Ahora pagaba por un hombre normal, pero en traje. Vestido por la esposa de Juan, la corbata, la americana, el pantalón planchado a raya, lo convertían en varón en uniforme. Bien sabía él que las mujeres se pirraban por los trajes y los atuendos de guerrero. Como los hombres por escotes y sucintas minifaldas
–A mi me gustas tú, así, elegante…me estás poniendo perraca –desenfrenó la necesitada.

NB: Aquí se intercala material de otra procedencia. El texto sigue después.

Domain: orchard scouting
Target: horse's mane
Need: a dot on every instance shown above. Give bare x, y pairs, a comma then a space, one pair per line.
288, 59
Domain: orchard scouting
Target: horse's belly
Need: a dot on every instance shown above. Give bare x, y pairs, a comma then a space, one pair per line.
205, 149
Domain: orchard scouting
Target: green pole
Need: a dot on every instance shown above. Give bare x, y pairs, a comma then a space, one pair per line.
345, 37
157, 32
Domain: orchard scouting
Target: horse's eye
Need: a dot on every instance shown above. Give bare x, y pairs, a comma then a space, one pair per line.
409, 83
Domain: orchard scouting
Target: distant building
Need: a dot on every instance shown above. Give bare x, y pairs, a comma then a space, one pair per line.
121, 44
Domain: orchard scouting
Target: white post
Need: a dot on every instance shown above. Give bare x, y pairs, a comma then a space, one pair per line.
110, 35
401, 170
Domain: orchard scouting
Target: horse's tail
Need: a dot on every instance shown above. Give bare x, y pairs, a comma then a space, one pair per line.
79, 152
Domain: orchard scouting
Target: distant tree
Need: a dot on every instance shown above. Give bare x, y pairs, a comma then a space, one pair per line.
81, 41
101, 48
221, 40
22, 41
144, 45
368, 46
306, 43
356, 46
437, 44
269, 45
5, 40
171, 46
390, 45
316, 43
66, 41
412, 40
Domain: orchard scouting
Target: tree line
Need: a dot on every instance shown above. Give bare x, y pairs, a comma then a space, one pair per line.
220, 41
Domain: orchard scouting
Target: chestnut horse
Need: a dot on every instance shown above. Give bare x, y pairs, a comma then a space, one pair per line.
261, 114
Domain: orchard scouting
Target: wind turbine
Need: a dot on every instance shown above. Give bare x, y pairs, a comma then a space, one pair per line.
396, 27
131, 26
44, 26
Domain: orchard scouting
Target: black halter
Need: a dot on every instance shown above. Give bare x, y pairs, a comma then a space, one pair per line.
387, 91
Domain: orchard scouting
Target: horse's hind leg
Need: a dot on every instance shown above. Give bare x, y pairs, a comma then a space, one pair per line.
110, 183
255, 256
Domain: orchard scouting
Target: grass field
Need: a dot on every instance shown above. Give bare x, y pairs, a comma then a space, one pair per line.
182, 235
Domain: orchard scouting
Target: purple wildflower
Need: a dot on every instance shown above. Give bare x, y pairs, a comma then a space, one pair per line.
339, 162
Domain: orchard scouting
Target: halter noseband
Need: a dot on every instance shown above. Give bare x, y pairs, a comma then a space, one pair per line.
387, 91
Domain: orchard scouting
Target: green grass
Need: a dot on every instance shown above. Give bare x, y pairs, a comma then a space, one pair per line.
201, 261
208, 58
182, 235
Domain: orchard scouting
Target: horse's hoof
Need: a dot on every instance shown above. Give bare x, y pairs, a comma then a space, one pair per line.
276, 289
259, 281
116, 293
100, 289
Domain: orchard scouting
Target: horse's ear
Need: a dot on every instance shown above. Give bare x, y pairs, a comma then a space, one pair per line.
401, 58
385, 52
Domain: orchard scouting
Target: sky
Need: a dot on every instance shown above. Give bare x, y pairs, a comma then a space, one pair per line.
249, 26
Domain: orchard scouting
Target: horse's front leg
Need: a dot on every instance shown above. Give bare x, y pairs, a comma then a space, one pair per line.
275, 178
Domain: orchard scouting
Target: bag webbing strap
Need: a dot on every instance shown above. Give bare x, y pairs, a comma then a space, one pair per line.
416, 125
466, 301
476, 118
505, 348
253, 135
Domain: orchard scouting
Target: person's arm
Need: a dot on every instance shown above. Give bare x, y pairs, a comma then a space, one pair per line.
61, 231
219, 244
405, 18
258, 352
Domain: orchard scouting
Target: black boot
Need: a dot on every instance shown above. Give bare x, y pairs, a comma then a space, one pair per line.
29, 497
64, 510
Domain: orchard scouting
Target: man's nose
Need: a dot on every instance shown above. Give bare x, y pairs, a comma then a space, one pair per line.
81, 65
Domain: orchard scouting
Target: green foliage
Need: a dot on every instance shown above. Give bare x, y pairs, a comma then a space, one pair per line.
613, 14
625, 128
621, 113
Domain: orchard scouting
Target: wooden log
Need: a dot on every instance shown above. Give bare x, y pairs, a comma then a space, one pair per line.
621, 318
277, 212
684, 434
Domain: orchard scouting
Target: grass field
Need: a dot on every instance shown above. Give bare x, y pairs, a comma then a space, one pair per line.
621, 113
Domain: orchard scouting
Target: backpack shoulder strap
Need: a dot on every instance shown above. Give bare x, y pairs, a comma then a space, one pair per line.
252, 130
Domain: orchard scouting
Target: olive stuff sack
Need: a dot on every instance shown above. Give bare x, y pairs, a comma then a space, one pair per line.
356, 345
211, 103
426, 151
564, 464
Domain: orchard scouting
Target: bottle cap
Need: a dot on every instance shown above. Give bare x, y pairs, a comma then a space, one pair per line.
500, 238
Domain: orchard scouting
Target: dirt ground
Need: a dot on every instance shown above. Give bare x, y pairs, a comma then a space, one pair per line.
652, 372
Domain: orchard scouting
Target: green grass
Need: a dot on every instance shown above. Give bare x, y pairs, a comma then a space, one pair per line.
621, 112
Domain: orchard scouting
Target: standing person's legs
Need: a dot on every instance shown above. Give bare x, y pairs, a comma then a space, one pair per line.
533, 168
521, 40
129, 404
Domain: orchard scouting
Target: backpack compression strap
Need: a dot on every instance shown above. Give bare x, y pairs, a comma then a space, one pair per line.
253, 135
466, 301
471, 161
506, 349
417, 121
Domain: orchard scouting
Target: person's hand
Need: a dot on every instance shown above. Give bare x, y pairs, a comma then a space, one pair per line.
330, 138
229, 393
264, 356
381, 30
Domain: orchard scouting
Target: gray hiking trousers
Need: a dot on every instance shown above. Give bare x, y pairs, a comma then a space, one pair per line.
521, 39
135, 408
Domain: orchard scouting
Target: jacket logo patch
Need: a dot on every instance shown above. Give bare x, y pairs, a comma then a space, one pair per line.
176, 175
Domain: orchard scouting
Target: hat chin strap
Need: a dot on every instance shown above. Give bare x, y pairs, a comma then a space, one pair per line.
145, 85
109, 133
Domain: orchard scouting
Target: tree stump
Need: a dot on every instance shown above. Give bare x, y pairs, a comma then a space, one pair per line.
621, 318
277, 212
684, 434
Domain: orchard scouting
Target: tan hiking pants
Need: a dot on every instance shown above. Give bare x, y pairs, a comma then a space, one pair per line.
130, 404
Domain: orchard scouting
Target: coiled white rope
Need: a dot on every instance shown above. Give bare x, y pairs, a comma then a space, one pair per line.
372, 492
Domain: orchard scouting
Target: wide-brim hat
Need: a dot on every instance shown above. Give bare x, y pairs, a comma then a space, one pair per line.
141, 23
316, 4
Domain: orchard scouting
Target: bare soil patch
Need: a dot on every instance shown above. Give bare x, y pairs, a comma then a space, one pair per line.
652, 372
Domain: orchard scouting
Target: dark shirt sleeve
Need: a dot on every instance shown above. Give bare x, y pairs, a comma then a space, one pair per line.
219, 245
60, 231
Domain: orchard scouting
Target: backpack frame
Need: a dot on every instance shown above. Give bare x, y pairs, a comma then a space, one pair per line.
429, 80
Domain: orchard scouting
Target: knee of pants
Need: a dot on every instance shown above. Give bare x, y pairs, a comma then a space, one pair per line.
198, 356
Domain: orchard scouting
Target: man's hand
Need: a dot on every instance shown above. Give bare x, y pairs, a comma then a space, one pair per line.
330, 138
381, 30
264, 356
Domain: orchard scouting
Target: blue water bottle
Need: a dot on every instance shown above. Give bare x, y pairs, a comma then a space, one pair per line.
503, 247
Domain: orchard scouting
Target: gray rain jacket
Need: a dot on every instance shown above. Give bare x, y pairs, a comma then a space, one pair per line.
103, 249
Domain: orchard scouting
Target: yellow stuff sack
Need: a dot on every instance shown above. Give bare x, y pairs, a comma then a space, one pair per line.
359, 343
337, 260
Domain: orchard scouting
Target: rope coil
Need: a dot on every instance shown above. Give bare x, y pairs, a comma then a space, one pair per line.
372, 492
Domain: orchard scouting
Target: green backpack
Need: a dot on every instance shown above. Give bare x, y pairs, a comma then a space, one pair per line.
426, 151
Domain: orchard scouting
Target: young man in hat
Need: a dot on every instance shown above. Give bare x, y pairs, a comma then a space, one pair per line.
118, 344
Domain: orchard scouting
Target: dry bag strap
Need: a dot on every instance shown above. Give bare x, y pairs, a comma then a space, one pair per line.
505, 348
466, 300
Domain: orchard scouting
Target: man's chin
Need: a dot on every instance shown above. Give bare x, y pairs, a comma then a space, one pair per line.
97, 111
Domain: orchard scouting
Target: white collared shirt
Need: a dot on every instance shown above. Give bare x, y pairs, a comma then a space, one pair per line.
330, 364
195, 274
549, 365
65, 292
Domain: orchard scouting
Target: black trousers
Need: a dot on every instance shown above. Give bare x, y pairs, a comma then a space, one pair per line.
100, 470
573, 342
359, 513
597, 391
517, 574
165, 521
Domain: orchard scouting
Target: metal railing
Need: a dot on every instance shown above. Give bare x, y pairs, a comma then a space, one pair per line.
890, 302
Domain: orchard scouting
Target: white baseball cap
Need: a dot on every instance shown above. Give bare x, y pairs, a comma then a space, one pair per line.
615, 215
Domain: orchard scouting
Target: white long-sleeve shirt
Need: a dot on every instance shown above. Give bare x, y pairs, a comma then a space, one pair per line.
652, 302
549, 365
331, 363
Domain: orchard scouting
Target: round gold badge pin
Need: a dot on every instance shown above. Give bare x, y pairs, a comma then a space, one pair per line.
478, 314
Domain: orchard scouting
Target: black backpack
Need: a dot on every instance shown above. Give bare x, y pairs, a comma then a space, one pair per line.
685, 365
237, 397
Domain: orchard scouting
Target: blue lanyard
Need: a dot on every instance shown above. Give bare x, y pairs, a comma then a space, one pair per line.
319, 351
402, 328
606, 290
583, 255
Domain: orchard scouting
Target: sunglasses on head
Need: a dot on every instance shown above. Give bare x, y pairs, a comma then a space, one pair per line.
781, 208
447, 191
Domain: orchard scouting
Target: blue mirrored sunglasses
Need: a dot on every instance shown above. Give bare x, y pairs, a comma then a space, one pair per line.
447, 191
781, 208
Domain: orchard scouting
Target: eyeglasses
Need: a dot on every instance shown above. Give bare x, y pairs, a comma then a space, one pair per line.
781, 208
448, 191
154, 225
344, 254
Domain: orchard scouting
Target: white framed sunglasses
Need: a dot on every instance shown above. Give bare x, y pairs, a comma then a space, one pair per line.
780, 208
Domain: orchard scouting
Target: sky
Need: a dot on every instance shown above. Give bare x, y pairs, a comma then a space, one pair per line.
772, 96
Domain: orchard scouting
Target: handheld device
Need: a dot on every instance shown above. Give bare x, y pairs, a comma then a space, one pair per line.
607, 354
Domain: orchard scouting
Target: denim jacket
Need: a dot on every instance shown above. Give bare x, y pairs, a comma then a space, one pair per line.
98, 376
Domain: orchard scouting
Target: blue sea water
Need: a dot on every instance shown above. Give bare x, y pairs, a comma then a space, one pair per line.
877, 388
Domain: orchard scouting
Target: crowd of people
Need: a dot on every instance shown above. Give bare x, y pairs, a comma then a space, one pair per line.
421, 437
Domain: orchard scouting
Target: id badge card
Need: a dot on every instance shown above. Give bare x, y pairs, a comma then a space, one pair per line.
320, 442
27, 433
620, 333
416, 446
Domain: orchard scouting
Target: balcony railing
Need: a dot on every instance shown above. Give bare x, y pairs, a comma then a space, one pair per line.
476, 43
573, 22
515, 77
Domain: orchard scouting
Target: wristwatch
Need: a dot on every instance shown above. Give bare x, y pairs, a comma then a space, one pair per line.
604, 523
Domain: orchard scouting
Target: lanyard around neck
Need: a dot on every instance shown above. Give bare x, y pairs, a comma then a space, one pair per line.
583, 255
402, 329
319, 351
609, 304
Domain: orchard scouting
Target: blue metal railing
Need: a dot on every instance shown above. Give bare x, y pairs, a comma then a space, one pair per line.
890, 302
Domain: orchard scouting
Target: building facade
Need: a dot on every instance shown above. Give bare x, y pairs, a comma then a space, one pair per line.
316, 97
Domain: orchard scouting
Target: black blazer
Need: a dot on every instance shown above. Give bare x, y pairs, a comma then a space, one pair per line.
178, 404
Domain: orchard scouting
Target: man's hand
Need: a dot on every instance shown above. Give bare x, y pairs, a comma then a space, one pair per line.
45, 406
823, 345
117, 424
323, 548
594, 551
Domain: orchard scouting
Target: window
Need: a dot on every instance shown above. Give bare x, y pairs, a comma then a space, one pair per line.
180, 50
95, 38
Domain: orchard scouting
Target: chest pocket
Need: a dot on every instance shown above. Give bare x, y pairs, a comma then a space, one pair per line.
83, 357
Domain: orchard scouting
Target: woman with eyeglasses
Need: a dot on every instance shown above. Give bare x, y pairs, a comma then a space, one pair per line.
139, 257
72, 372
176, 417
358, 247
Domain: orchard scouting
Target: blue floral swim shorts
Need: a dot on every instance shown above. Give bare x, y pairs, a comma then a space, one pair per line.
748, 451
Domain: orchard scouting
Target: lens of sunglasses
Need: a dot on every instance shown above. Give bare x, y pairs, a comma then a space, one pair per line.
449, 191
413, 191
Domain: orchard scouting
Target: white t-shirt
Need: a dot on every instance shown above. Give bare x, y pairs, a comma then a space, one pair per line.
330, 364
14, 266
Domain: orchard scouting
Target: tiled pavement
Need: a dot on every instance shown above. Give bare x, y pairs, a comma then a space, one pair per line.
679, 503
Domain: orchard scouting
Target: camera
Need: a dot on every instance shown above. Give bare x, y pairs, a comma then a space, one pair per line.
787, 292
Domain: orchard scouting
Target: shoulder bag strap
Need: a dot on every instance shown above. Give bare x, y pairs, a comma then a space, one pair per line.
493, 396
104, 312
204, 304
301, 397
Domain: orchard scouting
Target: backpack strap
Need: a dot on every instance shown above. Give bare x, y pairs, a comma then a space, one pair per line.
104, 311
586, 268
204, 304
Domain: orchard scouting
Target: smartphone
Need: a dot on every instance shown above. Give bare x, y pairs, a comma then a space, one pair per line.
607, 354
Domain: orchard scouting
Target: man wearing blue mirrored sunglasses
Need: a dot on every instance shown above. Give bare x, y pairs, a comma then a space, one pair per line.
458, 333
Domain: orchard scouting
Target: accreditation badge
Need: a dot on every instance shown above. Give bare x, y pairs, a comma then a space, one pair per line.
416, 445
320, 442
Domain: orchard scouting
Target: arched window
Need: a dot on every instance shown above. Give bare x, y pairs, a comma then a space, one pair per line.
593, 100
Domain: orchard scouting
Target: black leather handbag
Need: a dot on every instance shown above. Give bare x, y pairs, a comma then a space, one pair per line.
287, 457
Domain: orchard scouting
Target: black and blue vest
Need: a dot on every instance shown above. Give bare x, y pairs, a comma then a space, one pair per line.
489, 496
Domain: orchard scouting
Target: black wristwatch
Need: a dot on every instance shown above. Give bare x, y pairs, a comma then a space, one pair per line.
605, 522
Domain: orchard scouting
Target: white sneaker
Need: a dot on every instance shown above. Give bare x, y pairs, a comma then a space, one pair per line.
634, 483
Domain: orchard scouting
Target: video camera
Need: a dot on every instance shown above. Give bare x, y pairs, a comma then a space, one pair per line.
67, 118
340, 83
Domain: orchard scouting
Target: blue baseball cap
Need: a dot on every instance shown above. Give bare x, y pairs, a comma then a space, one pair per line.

Y el lecho se tendió para la hembra de coño vacuo. Sorprendiose el filólogo ante el pelaje del chumino. “ Vieja “, se posó la palabra en la mente, no en la lengua. Fue el botón de dicha el que sintió aquella punta húmeda, sosegada. Tranquilo como en los tiempos en matrimonio, Pedro dejaba bailar su boca sobre el clítoris, sin dudas, también sin ascos. Aquellos muslos rollizos le hurtaban la barriga de ballena, amagaban la faz ratonil, dulcineaban a Enriqueta.
¡ Qué bueno, tío ! Aprieta más tu boca, cabrón…Ah, ah, ah…sigue, tío cerdo !
Sonrió el profesor. Le gustaba ese papel de puto. Empezaba a creerse. Se estaba convirtiendo en Saly. ¿ Le saludaría la pobre Enriqueta si lo viese en la calle ? Sabía que sí. Él no era un puto. Cobraba, sí. Pero ese no era su oficio. Tenía que mover la lengua, como en clase, pero su profesión era saludable, en todos los sentidos. Era una especie de escort. De repente era más apreciado que Aixas, que Salys.
–¡ Métemela, putón ! –vociferó cual macho vulgar la hembra hambrienta de hombre.
Y el tolete se bañó en aquella concavidad adornada por pelos en mar. Aguantó el falo. Consiguió urdir un vaivén que acrecentaba las humedades de la necesitada.
“ Me correré cuando me lo mande esta tía. Me paga. Yo cumplo “. Era un escort, un varón de compañía, un hombre serio.
• Tú me dices , cariño. Cuando quieras me corro.
• ¡ Ahora, joder !
Y el cuerpo de Enriqueta vivió una lluvia dos veces. La que brotó del pene del contratado, la que nació de unos ojos felices por pertenecer, por fin, a una mujer.
¿ Quíen era Ino ? ¿ Y Pedro ? ¿Tendría él que inventar un nombre ?
Mientras subía su monótono Everest, el gigoló, sí, el gigoló, se pensaba como tal. Pero él no tenía que esconderse. Se metió en su lecho de oficio respetable. Antes que sus ojos bajasen persianas, decidió que el sábado lo vería trocado en otra Enriqueta.